TL;DR
SoftBank briefly overtook Toyota as Japan’s most valuable company, the first time since February 2000 when dot-com was about to collapse. Kioxia went from 154th to top three in a year. The AI-or-nothing rally is reshuffling Japan Inc at alarming speed.
SoftBank knocked Toyota off its perch as Japan’s most valuable company last week, after a stock rally inflated the conglomerate’s market capitalisation by more than $120 billion in six months. Three days later, Toyota reclaimed the top spot.
The last time SoftBank held that position was February 2000, when the dot-com bubble was on the cusp of collapse. Within a year, SoftBank’s shares had fallen roughly 90%.
The reshuffle in numbers
Kioxia, the NAND flash memory maker, was Japan’s 154th largest company a year ago. It now sits firmly in the top three, having leapfrogged Nintendo, Sony, Panasonic, and Canon on the back of surging AI-driven memory demand.
Murata Manufacturing, which makes the tiny multilayer ceramic capacitors that stabilise power in electronic devices, and chip tester Advantest have both joined Japan’s revamped AI-flavoured top 20. Nintendo, despite releasing the fastest-selling console of all time, has fallen more than 20 places and is barely holding onto the top 30.
The dot-com parallel
In early 2000, Japan’s top 20 was dominated by internet winners: NTT and its subsidiaries, Hikari Tsushin, SoftBank, Fujitsu, and NEC, several of which had not even been in the top 50 a year earlier. By the end of 2001, Hikari Tsushin had fallen to 615th.

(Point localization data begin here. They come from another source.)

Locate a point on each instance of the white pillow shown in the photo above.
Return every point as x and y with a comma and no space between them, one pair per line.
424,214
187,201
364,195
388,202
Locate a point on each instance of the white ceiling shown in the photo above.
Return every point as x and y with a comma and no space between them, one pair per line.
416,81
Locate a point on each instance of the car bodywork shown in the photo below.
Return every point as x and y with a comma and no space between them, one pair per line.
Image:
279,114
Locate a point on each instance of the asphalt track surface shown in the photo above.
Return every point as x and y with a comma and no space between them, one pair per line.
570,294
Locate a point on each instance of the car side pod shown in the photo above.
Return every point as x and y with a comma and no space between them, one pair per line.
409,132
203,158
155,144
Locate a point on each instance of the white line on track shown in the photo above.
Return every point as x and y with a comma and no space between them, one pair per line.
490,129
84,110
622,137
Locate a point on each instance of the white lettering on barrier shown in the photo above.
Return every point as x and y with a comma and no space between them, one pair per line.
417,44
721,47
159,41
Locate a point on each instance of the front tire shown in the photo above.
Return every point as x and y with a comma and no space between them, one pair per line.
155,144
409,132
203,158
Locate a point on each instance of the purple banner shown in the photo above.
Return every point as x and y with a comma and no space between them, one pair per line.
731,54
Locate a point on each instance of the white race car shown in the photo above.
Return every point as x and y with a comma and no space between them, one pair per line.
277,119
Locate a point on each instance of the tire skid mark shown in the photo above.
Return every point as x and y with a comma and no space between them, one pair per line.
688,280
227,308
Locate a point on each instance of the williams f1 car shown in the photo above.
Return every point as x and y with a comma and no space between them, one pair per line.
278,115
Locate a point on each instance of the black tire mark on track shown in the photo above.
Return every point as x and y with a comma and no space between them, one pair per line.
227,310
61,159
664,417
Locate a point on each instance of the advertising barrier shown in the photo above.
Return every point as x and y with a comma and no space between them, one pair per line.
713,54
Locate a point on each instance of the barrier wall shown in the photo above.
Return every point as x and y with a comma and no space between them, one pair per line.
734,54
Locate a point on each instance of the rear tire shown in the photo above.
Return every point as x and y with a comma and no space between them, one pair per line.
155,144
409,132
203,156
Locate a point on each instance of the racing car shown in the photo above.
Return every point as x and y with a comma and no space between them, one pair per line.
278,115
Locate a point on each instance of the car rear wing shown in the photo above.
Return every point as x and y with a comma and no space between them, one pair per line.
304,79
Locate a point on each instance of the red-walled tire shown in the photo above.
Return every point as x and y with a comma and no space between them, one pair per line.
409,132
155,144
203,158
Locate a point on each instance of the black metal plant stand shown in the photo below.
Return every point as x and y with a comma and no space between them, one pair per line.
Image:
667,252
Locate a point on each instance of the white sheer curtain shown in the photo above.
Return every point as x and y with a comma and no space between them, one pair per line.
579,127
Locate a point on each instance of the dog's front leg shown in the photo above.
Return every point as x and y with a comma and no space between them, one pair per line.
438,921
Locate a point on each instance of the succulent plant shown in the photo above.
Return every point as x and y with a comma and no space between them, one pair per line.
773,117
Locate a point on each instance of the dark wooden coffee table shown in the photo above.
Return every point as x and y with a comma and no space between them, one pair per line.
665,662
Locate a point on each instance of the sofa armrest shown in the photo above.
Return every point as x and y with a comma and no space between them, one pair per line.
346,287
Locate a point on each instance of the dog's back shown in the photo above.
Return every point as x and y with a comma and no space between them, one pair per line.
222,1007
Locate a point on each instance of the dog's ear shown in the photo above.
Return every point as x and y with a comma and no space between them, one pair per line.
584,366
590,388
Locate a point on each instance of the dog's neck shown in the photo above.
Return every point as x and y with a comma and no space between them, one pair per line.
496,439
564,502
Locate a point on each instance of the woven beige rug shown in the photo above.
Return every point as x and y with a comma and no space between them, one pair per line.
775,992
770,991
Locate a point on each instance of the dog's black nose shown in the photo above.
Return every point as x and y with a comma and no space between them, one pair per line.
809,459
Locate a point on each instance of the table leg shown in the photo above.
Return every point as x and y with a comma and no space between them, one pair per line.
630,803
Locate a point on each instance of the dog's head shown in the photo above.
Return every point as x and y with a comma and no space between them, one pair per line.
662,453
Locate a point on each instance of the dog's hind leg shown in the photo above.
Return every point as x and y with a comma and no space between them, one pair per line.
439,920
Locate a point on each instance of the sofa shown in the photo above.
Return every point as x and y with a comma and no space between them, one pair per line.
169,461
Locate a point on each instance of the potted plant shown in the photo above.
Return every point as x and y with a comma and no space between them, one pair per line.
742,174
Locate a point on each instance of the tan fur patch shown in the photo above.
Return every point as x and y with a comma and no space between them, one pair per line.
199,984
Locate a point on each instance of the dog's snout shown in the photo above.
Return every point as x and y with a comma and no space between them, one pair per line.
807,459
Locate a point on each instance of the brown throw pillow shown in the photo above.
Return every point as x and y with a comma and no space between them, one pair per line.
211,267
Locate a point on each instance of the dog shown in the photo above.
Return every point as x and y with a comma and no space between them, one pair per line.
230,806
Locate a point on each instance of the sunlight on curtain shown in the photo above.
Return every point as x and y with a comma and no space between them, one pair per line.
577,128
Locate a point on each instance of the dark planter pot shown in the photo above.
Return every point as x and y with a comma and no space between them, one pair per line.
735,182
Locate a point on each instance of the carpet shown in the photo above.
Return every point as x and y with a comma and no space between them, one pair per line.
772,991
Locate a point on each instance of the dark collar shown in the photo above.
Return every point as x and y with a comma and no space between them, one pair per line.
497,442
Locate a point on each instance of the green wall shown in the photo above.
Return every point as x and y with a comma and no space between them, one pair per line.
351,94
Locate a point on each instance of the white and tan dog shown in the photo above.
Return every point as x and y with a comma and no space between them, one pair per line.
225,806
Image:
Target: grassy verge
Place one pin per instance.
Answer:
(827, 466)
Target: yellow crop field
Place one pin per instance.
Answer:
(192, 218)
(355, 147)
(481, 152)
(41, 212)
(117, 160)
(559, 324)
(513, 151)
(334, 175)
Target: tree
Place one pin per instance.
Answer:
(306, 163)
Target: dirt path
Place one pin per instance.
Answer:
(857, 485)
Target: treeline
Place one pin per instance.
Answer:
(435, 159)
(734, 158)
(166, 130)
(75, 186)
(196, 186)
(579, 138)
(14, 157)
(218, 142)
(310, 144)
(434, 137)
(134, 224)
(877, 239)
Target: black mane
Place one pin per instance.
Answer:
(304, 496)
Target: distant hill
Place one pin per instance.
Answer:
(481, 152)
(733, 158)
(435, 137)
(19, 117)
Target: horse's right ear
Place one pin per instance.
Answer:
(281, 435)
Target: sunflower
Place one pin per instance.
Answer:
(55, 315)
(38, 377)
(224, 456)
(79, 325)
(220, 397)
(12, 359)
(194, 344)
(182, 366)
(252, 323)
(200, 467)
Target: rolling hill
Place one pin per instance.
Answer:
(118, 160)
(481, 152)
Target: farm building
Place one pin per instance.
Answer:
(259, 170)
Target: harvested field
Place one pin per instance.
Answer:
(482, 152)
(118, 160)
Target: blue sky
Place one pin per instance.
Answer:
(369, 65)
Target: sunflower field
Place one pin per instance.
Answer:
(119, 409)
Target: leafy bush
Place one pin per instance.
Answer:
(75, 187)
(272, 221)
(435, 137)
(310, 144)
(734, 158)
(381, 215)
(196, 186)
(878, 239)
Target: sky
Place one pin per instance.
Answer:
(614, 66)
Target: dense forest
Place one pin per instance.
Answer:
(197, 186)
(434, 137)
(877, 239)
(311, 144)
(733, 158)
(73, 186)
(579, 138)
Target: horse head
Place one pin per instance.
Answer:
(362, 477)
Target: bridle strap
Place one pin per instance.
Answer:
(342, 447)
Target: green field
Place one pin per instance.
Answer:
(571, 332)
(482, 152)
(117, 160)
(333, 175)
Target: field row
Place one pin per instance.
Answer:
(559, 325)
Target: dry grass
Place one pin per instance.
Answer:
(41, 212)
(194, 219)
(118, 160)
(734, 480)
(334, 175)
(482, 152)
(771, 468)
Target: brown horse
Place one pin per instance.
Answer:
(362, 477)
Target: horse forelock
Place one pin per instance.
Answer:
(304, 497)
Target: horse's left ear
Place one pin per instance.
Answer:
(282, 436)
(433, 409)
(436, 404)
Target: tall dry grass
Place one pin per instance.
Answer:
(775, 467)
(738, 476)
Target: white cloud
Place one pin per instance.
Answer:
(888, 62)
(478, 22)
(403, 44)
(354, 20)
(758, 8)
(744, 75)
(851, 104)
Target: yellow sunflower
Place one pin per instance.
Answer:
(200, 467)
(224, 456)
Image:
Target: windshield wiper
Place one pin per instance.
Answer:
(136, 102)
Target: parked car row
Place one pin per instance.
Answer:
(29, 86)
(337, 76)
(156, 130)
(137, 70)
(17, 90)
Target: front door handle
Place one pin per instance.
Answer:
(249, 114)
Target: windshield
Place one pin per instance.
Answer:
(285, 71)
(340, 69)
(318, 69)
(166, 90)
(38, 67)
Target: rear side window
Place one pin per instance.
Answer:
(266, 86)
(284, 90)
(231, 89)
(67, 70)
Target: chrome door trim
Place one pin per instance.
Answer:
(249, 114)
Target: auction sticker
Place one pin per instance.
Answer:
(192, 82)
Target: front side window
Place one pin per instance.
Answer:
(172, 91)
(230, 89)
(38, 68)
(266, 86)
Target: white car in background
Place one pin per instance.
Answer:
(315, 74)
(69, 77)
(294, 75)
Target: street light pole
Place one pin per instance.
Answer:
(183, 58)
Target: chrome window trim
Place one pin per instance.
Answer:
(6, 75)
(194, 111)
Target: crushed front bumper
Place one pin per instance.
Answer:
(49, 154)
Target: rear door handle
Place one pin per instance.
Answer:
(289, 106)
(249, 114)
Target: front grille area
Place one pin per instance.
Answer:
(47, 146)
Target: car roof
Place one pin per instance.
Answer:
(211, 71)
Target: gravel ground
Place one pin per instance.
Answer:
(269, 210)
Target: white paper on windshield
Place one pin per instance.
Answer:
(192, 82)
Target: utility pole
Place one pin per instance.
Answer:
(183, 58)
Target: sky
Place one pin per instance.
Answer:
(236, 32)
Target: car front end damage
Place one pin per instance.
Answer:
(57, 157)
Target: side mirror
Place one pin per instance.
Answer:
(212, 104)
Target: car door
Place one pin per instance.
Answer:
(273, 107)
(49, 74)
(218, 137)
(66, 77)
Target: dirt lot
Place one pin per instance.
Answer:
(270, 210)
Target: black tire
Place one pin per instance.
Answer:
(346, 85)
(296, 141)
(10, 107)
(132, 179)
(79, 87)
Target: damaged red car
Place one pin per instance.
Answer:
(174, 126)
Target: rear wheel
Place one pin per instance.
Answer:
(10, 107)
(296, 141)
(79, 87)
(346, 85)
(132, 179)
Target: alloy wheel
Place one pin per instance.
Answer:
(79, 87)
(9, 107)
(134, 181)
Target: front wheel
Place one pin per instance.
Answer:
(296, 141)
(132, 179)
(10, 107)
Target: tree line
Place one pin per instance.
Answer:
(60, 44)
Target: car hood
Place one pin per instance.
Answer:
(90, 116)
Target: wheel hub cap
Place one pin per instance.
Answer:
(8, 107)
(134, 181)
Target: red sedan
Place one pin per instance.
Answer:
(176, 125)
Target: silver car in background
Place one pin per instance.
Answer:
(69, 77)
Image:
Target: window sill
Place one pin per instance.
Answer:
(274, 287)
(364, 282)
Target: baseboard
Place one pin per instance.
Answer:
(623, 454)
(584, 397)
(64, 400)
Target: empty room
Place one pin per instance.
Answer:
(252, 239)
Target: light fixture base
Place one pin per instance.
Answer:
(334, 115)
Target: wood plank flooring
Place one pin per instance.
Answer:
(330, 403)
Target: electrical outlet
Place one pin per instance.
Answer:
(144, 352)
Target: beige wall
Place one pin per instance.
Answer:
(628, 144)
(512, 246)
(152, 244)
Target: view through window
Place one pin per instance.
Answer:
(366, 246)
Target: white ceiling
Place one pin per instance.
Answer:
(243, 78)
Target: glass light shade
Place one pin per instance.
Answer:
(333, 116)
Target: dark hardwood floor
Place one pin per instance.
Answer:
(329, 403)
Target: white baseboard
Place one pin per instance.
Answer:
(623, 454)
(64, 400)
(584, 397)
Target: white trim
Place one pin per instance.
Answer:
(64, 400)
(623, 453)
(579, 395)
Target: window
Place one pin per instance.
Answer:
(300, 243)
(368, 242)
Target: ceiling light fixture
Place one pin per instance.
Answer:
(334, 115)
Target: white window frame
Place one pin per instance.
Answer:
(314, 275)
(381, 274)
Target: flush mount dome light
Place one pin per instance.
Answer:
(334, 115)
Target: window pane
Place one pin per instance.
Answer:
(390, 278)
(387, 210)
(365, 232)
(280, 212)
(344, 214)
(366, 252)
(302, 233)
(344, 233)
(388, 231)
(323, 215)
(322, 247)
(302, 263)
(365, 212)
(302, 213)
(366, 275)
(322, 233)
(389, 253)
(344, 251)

“The dot-com bubble is certainly relevant now,” said Chris Smith, who co-manages the Japan Value Fund at London-based Polar Capital. “The breadth of market returns is so narrow and I’m not sure how much longer that can continue.”
The AI-or-nothing rally
The concentration is acute in Japan. Chip makers and component companies have soared on data centre demand, while downstream gaming and consumer electronics firms have struggled as material costs balloon. Automakers, a pillar of Japanese manufacturing, have lagged behind under tariff and geopolitical pressure.
On Monday, while SoftBank and Kioxia fell more than 6% in an AI-led selloff, Nintendo, Capcom, and Recruit rallied. Japan’s broader Topix index outperformed the tech-heavy Nikkei 225 by more than a percentage point.
Why this might not be 2000
Japan’s large number of AI laggards may be what saves its market from a dot-com-like implosion. Smith argued that companies left behind by the AI rally offer “very strong relative returns” when the inevitable rotation comes.
SoftBank’s reign lasted three days this time, compared with more than two weeks in 2000. Kazuhiro Sasaki, head of research at Phillip Securities Japan, said Toyota’s resilience, holding the top spot despite its shares sliding more than 10% this year, shows that Japanese manufacturers still hold value beyond the AI hype.
The test ahead
A string of mega tech IPOs in the coming months will test the rally’s durability. SpaceX lists this week. OpenAI and Anthropic have filed. If the market absorbs them without correction, the AI trade may prove more durable than dot-com.
If it does not, the parallel will sharpen. The dot-com bubble comparison is not a prediction. It is a pattern that describes what happens when a narrow set of companies absorbs most of the capital in a market, and the question is whether this time the underlying revenue justifies the valuations. In Japan, where Kioxia went from 154th to third in a year, that question is louder than anywhere else.